Christian: What To Do About Election Day


When I was a sports official and assigned as the “crew chief” for a game, I would always tell my partners this: “After this game, a lot of folks are going to be happy, and a lot of folks are going to be unhappy. There’s nothing we can do about that, and don’t take it personally.” The reality is, there have been many games before, and there will be many games afterwards. There will always be winners and losers.
 

Same with this election. There have been many elections before this one; there will be many afterwards. Regardless of what we think, this election is not “the most important election ever in the history of the United States.” That’s been said about every election. While this election may be important to you and me, it’s hubris to think that our time in history is any more important than anyone else’s.


One colleague's words, Don Sensing, former Army soldier/Pentagon staff and now UM minister, saved me a lot of re-reading the Federalist Papers to summarize how many of the Founding Fathers felt about the governing of the new nation and today' predicament:


The present election has inflamed passions throughout the country, including to the violence that the Founders warned us. Neither candidate has made much in the campaigns of their religious convictions. It is just as well. America's Founders trusted neither religion nor its lack as a qualification of a candidate. While we may hope and pray that our national leaders will be guided by the highest ideals of moral and religious convictions, our nation’s founders warned us not to count on it, either for office seekers, office holders or voters. We must seek another source of unity for our nation, not to supplant morality and religion but to complement them. - from the Sensing Online blog: "Election and Unity - a reflection on this Tuesday."

 

That helps answer the question, "What's a Christian to do?" regarding this election. Going to one’s faith is not a universal guide nor always helpful to how one should vote or who should win this election. Southern Baptist leader Al Mohler, a conservative, has changed his mind from the last election and has found a moral way to support the re-election of our president (you can read what he says here). John Piper, Calvinist/Baptist pastor and teacher  – also a conservative - states that he cannot in good conscience vote for either candidate and makes a moral case for his decision (read his article here). More progressive religious leaders like Jim Wallis have painfully articulated the problem that he sees with choosing the Left or the Right in politics when viewed through theological eyes: despite who the president has been, (a) family breakdown is occurring across all class and racial lines, and (b) public education remains a disaster for millions of families. Moreover, for the progressive party-line platform, a consistent ethic of life (Wallis' words) means that if you are against capital punishment on the grounds of it being a premeditated murder, that means you must reconsider the party-line stance on abortion as well. It also means that both "sides" must take poverty more seriously than they do, as poverty encourages a culture of death. (Wallis, from God's Politics: Why the Right Gets It Wrong and the Left Doesn't Get It [2005])

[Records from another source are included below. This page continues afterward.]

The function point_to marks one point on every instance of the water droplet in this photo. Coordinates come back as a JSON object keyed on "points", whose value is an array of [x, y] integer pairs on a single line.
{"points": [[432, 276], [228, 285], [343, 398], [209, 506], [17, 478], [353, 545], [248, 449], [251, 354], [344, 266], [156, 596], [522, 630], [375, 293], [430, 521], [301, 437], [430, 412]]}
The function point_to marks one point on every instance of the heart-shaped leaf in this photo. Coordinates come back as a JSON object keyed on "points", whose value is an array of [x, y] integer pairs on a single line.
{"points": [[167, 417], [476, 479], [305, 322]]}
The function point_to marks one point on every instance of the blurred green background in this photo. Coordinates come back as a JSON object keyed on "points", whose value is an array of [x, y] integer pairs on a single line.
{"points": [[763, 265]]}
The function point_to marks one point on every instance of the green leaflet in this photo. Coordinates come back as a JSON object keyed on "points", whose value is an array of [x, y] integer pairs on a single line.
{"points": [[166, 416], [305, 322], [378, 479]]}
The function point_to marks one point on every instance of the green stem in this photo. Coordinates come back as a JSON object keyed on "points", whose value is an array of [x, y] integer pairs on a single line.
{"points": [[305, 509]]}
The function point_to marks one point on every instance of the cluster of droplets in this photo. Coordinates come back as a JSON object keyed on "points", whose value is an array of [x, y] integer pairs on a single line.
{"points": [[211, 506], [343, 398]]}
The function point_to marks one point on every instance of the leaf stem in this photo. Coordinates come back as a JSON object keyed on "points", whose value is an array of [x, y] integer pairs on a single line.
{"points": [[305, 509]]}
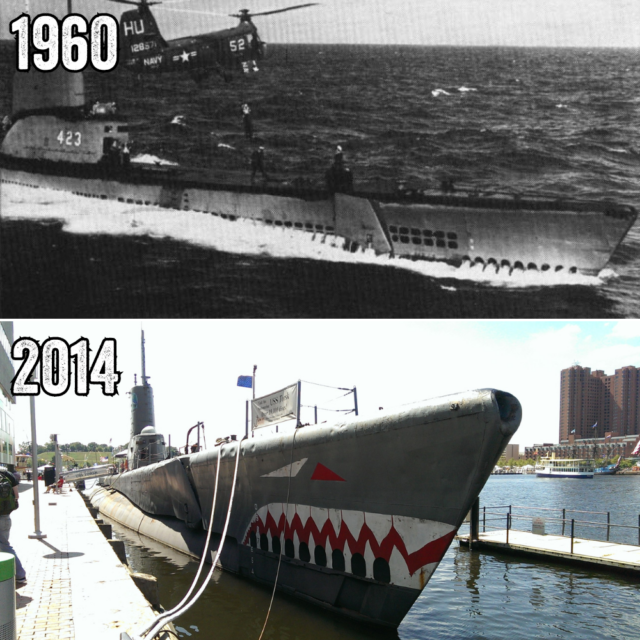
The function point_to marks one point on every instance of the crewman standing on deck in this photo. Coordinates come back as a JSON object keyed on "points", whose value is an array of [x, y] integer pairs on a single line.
{"points": [[257, 164], [247, 121]]}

My advice in this election is to exercise your right to vote or not vote, and if you do vote try to vote for the candidates that closely match your personal political platform as possible. If you can’t in good conscience vote for either choice, write one in or leave it blank. The perfect candidate doesn’t exist – and never will.

 

Nevada, 2016 Election
Interesting statistic: the practice of leaving a ballot choice blank (sometimes called a “protest vote” or “undervote”) has increased in the past two elections. In 2012, around 0.97% of those voting left their presidential vote blank. In 2016, that figure rose to 1.4%. Getting a ballot and not voting for one or more offices is (a) legal, and (b) still exercising your right to vote. In Nevada, you have the option of choosing “None of the above.” In 2016, NOTA received 28,863 votes… which was 2.56% of the vote, and more than the margin of victory which was 27,202 votes. 

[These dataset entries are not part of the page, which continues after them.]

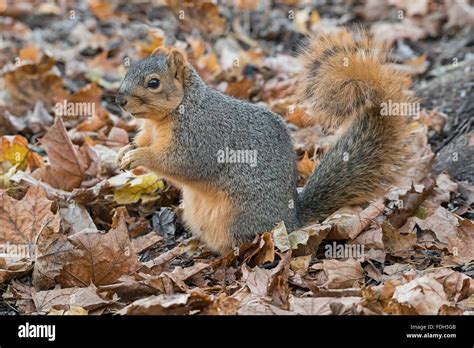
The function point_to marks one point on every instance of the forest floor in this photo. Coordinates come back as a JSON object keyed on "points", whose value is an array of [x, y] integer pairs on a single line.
{"points": [[79, 236]]}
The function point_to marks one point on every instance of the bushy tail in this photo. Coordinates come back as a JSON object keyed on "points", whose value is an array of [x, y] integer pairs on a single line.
{"points": [[349, 85]]}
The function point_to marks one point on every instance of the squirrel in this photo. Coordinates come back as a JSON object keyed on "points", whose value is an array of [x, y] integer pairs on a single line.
{"points": [[189, 125]]}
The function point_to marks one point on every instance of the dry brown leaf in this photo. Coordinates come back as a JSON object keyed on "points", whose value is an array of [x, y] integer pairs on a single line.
{"points": [[396, 242], [408, 202], [142, 243], [323, 305], [462, 245], [33, 82], [104, 256], [377, 297], [457, 286], [13, 269], [67, 165], [176, 304], [21, 221], [53, 252], [442, 223], [348, 223], [278, 289], [422, 295], [86, 298], [337, 274], [372, 238]]}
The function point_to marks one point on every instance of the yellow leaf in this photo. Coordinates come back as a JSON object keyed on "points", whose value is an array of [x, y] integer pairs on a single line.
{"points": [[130, 189]]}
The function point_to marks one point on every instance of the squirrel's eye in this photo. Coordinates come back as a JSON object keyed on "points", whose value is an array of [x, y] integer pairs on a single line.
{"points": [[153, 83]]}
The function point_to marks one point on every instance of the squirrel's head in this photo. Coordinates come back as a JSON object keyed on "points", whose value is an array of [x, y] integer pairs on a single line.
{"points": [[154, 87]]}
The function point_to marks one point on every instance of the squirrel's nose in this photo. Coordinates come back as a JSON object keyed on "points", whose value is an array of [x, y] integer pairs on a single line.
{"points": [[121, 100]]}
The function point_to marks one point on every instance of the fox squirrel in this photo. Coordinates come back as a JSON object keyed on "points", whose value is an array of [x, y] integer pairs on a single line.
{"points": [[188, 125]]}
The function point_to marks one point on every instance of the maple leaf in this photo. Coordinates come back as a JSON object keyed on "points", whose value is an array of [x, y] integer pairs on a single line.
{"points": [[21, 221], [104, 257], [68, 165]]}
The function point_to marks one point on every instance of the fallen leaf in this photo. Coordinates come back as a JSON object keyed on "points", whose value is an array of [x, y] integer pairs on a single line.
{"points": [[423, 296], [337, 274], [104, 256], [67, 165]]}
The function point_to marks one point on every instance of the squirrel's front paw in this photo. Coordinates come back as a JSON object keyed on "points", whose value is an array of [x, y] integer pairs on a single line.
{"points": [[134, 158]]}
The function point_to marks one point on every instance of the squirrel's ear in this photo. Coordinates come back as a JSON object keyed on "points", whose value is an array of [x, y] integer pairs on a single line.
{"points": [[178, 64], [160, 51]]}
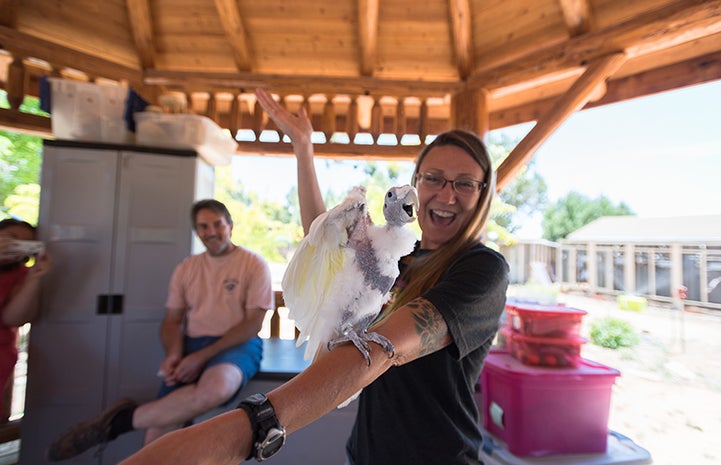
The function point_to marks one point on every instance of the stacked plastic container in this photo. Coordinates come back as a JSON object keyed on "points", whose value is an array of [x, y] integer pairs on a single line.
{"points": [[539, 397], [544, 335]]}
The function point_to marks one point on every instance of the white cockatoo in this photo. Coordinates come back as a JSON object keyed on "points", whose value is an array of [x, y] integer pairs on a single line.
{"points": [[341, 274]]}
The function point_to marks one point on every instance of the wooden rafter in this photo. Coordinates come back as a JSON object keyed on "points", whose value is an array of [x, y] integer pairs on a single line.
{"points": [[577, 14], [25, 45], [460, 12], [577, 96], [301, 84], [9, 10], [141, 25], [676, 23], [368, 35], [234, 29]]}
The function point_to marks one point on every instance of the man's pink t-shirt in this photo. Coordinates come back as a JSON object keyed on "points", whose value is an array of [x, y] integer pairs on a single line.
{"points": [[218, 291]]}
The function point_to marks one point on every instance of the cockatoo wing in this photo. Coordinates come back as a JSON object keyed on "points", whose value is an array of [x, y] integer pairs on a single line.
{"points": [[310, 281]]}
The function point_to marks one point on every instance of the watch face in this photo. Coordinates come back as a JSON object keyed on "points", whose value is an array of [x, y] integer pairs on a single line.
{"points": [[271, 444]]}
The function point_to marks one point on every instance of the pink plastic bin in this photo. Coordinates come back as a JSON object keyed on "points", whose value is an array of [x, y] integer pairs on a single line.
{"points": [[539, 411], [556, 321]]}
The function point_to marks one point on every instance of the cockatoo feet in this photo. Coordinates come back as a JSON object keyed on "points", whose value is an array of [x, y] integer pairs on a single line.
{"points": [[361, 340]]}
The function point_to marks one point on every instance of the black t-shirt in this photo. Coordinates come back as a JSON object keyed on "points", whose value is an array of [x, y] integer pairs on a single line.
{"points": [[424, 412]]}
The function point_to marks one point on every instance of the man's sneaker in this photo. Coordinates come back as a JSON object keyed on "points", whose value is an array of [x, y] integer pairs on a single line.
{"points": [[81, 437]]}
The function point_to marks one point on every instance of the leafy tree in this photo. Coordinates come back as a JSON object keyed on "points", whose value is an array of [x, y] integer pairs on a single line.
{"points": [[259, 225], [20, 160], [576, 210]]}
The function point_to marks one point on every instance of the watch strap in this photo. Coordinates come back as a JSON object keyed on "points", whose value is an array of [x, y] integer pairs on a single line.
{"points": [[262, 419]]}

Here’s what’s clearly not acceptable or desirable for Christians: if your candidate wins, don’t gloat. If your candidate loses, don’t despair (I'll resist posting scriptural verses about such). The sun will come up tomorrow. And the next day. And the next day. Some days it’s sunny. Some days it rains. Remember that it rains on the just and unjust.

 

As my friend Allan Bevere wrote a few years ago: if you read Romans 12 AND 13 in context, we pray for our leaders that they might be godly people, and then - pretty much - we pray that they might leave us Christians alone to do our work: to sacrifice, to not allow ourselves to be transformed by the world, and to please God. Let Caesar, the President, and whoever’s Prime Minister be about their work, but know as Christians that love fulfills the law and does no harm to a neighbor. We put on the robe of Jesus the Christ. That’s our task; not to be about a political party’s business, but to be about the Lord’s business.


Good friends, family, and Christians will disagree about politics, and/or find frustration with politics. After the election: don't gloat, don't despair, and don't let this become a deal-breaker where family, friends, and fellow citizens are concerned. Vote with conviction. Win or lose with graciousness - but be sure your convictions and struggles are stronger with the Faith than your patriotism. Where your treasure is, is where you will find your heart.